Question: Government programs have been doing this for at least 50 years now, haven’t they? How have they got away with it until now?

    CommoChief in reply to Milhouse. | July 15, 2022 at 8:40 pm

    Not to be trite but the same way Plessy v Ferguson stood from 1896 till 1954 and Brown v Board overturned it. It takes a plaintiff with a good set of facts with the tenacity to see it done.

    The other answer is the govt haven’t usually made these specific limitations. Normally the ‘disadvantaged’ set aside portion includes veterans and the disabled plus the groups listed here and don’t exclude by race or gender. ‘Disadvantaged groups’ is the usual phrase. Here the govt altered the usual composition of groups.

    Adarand v Pena in 2005 was close to putting an end to this set aside nonsense. Unfortunately 5/4 the CT didn’t strike down set asides directly but instead choose to require strict scrutiny.

    Dimsdale in reply to Milhouse. | July 15, 2022 at 9:02 pm

    Probably by calling anyone questioning it a “racist.”

    SDN in reply to Milhouse. | July 16, 2022 at 10:05 am

    Short answer? Until Trump replaced a number of Leftists at all levels of the judiciary, anyone with a brain cell functional knew there wasn’t much chance for equal justice, and didn’t bother to file.

    Philosopher1 in reply to Milhouse. | July 18, 2022 at 11:34 am

    Twice in my younger (more energetic, productive) days large business bases I’d built and for which I was about to receive deserved financial reward were taken from me and given to unqualified, overpriced “small disadvantaged” businesses under a Federal quota-ed “8(a) set-aside program”. I had had to go into business because I was denied access in 1976 to the career field (tenure-track college teaching) that I had denied gratification for years in order to qualify for…
    So, yeah…as Ibram Kendi wrote: “The only remedy to past
    discrimination is present discrimination. The only remedy to present discrimination is
    future discrimination.””
    Not much of a remedy for a discriminated-against-though-not-discriminating white male.

Subotai Bahadur | July 15, 2022 at 7:56 pm

I firmly expect that the UniParty will gang up on him. Not only because he is opposing race and gender based graft, but primarily because he is an immigrant who came here seeking the promised freedom and rule of the Constitution in our country and is insisting on it. He has not yet learned that the peasants must keep silent.

Subotai Bahadur

Back in the 70s I asked one of my left-wing professors to explain to me how affirmative action and quotas weren’t themselves examples of racism and gender bias, irregardless of the race or gender being dis-entitled.

The answer I received amounted to “It’s their turn”.

“Hmm, then how do we know when “their turn” is over and we can cease these unconstitutional acts? When is the entitlement balanced?”


    Dimsdale in reply to Gosport. | July 15, 2022 at 9:04 pm

    Nowadays, you would be burned at the stake, presumably figuratively.

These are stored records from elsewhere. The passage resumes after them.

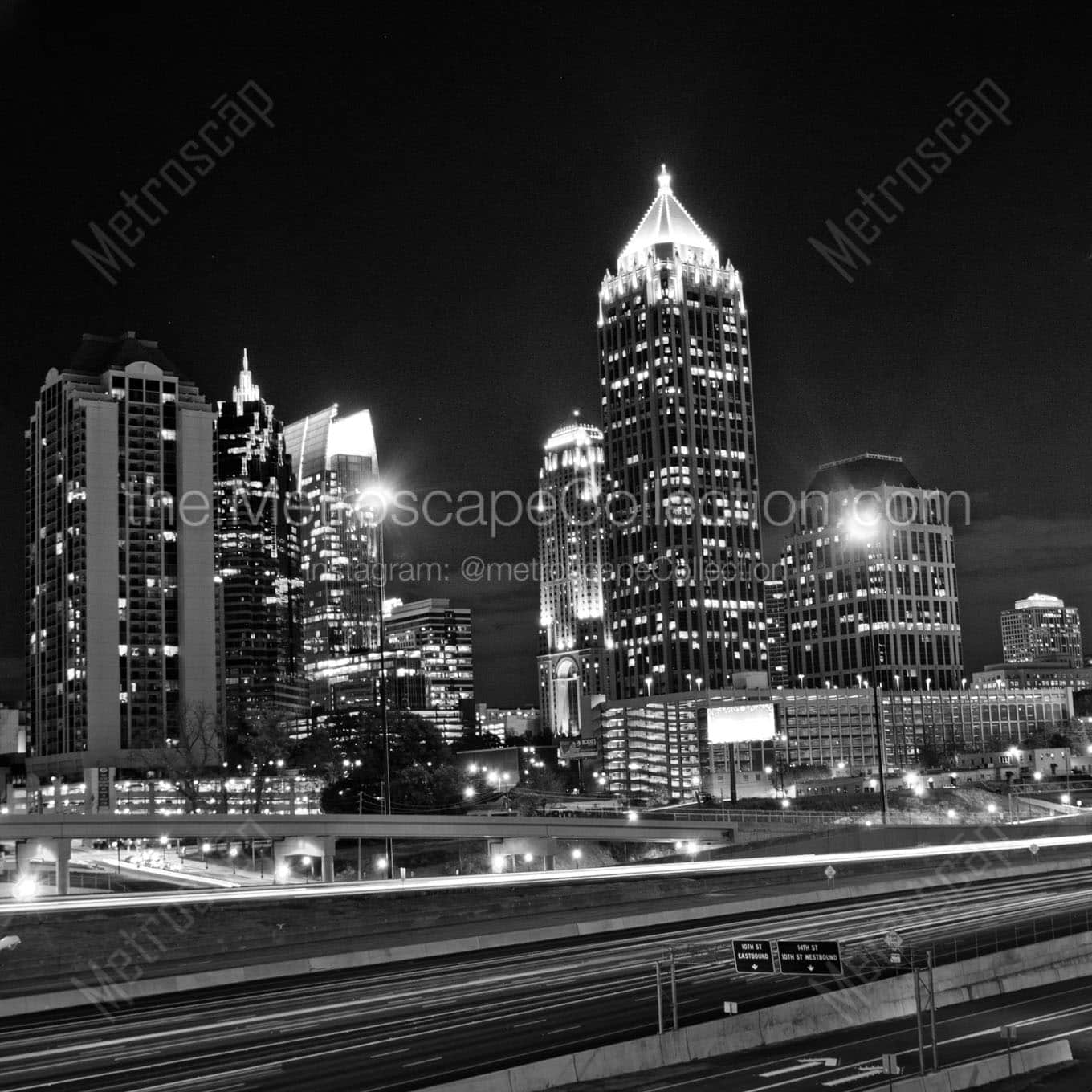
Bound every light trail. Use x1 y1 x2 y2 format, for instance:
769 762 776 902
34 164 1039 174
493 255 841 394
6 834 1092 913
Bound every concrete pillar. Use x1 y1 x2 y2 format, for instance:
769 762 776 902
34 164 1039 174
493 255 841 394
15 837 72 894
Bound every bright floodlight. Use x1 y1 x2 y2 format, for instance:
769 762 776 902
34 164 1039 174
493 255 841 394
11 876 39 902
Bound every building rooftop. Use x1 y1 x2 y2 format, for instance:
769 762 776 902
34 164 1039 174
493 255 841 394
808 452 922 492
1014 592 1066 610
618 166 716 267
66 330 177 376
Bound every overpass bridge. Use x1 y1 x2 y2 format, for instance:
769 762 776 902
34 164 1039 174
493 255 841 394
0 813 736 894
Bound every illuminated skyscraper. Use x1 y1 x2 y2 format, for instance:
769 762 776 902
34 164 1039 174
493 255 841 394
25 333 218 790
764 580 789 687
284 405 383 690
216 349 308 727
1001 592 1084 667
598 169 765 698
537 421 610 736
386 600 474 744
782 454 964 691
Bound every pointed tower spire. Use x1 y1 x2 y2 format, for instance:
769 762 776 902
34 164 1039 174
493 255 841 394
231 349 262 413
618 164 719 269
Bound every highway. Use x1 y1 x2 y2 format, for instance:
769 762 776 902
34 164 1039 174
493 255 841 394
577 979 1092 1092
0 870 1092 1092
3 834 1092 914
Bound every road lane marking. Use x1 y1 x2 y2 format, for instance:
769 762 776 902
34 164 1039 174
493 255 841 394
546 1025 583 1035
759 1058 837 1077
822 1066 883 1089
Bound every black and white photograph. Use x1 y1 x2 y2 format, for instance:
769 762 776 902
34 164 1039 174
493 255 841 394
0 0 1092 1092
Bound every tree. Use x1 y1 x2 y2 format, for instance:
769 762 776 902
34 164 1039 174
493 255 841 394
136 701 226 813
234 707 294 815
322 710 465 811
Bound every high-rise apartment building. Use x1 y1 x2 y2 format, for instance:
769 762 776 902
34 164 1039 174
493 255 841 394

    CommoChief in reply to Gosport. | July 15, 2022 at 9:59 pm

    In 2003 in Grutter v Bollinger Justice Sandra Day O’Connor writing the majority opinion provided the answer:
    ‘The CT expects that 25 years from now, th use of racial preferences will no longer be necessary….’.

    The CT has a case on the docket this next term, Students for Fair Admissions v Univ North Carolina which may just end affirmative action programs a little ahead of that schedule.

    henrybowman in reply to Gosport. | July 16, 2022 at 1:21 am

    Ah, the venerable legal principle of duas iniurias facit ius.

    Milhouse in reply to Gosport. | July 17, 2022 at 2:45 am

    It’s worse than that. “Their turn” might work if the people benefiting from the new discrimination had suffered from the past discrimination, while the people suffering from the new discrimination had benefited from the old. But that’s not the case. This is saying “We robbed Alice to pay Brian, and that was wrong of us, but no problem, we’ll fix it by robbing Charlie to pay Daphne. That way everything will be even, because one man and one woman will have been robbed, and one man and one woman will have benefited.”

Color and sex quotas. There is a not so fine line spearating affirmative action and discrimination.

Diversity [dogma], a sociopolitical construct, denies individual dignity, conscience, and value of human life. Lose your Pro-Choice ethical religion.